Since the late 19th century, the expression dog's breakfast has been chiefly used in British slang for a distasteful, inedible mess or mixture, literally and figuratively.
The bill is a dog's breakfast of legal errors and technical impossibilities.
— Larry Downes, Forbes, 24 May 2018
A couple etymologies on the expression have been served up: it could be an allusion to a culinary effort that results in something that is only fit for the consumption of one's four-legged companion or the fact that dogs' meals in the past (before canned and packaged gourmet dog food) were a mess of leftover "people" food. But, honestly, the connection between a dog and breakfast isn't at all clear—nor is dinner, for that matter, which is the next course we serve—since a dog's breakfast is usually the same as its lunch and dinner.
The term dog's dinner fashionably arrives by the beginning of the 20th century. Like dog's breakfast, it refers to a figurative mess but additionally connotes that someone or something is a mess concerning their dress or appearance.
A survey a couple of years ago … revealed that ... Brits love a good project in the home, … with one in 10 of us actually injuring ourselves doing DIY, and there being on average more than 31 million unfinished jobs in British homes started by amateur improvers but never completed. What's more, we spend on average almost £250 getting an expert in to fix what we've made a dog's dinner of.
— David Barnett, The Independent, 15 July 2018
It's unclear how dog's dinner became associated with one's appearance. Another expression linking the two is "to put on the dog," meaning "to pretend that one is very stylish or rich"—but it's American and, as such, is unlikely to be cut from the same cloth.
We always had a Saturday night party when Aunt Lizzie came.
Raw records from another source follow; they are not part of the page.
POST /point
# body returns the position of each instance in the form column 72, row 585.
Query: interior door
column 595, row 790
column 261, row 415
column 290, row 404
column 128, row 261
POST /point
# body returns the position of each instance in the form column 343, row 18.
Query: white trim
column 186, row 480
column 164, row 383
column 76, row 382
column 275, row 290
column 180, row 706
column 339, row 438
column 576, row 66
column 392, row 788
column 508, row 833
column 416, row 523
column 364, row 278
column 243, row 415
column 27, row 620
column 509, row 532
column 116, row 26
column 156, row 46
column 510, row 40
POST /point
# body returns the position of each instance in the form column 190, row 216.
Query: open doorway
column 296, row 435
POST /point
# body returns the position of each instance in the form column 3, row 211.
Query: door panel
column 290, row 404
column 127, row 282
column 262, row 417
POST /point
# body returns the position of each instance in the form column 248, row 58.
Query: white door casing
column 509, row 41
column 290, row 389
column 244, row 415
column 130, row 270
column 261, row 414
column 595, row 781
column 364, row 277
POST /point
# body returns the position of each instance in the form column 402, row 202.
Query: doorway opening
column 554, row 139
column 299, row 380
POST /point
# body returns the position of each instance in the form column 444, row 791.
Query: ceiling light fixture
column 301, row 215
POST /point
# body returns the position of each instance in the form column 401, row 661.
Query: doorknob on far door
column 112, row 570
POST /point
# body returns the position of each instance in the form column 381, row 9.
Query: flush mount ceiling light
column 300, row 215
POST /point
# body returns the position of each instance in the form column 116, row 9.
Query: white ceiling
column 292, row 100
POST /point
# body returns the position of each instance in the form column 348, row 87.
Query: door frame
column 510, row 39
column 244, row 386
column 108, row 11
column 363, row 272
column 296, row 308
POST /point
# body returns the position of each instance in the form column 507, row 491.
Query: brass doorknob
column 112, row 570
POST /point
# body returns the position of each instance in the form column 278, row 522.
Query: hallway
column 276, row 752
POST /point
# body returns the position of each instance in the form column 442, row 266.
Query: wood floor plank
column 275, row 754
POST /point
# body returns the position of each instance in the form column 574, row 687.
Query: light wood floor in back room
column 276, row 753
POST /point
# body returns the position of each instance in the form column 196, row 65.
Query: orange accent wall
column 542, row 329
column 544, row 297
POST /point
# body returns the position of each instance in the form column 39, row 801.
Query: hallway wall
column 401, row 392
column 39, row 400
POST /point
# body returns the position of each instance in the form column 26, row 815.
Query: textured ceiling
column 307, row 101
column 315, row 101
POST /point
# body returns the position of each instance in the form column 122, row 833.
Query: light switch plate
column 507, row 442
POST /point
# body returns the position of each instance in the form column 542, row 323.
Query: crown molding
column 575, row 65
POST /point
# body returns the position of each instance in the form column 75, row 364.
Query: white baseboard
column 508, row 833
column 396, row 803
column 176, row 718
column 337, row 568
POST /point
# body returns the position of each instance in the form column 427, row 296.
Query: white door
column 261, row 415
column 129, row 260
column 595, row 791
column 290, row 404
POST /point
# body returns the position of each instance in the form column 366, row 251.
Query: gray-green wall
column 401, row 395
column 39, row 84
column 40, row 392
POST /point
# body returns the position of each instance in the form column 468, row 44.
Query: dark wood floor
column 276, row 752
That gave her a chance to visit those she had grown up with, and as Father said, to show off, and put on the dog, and generally to show how well she had done since she left Renfrew County.
— Mary Cook, The Smiths Falls Record News, 18 May 2018
Dog by itself, in reference to affected stylishness, nuzzled its way into American English in the second half of the 19th century. The following excerpt from the 1871 work Four Years at Yale offers confirmation: “Dog [means] style, splurge. To put on dog is to make a flashy display, to cut a swell."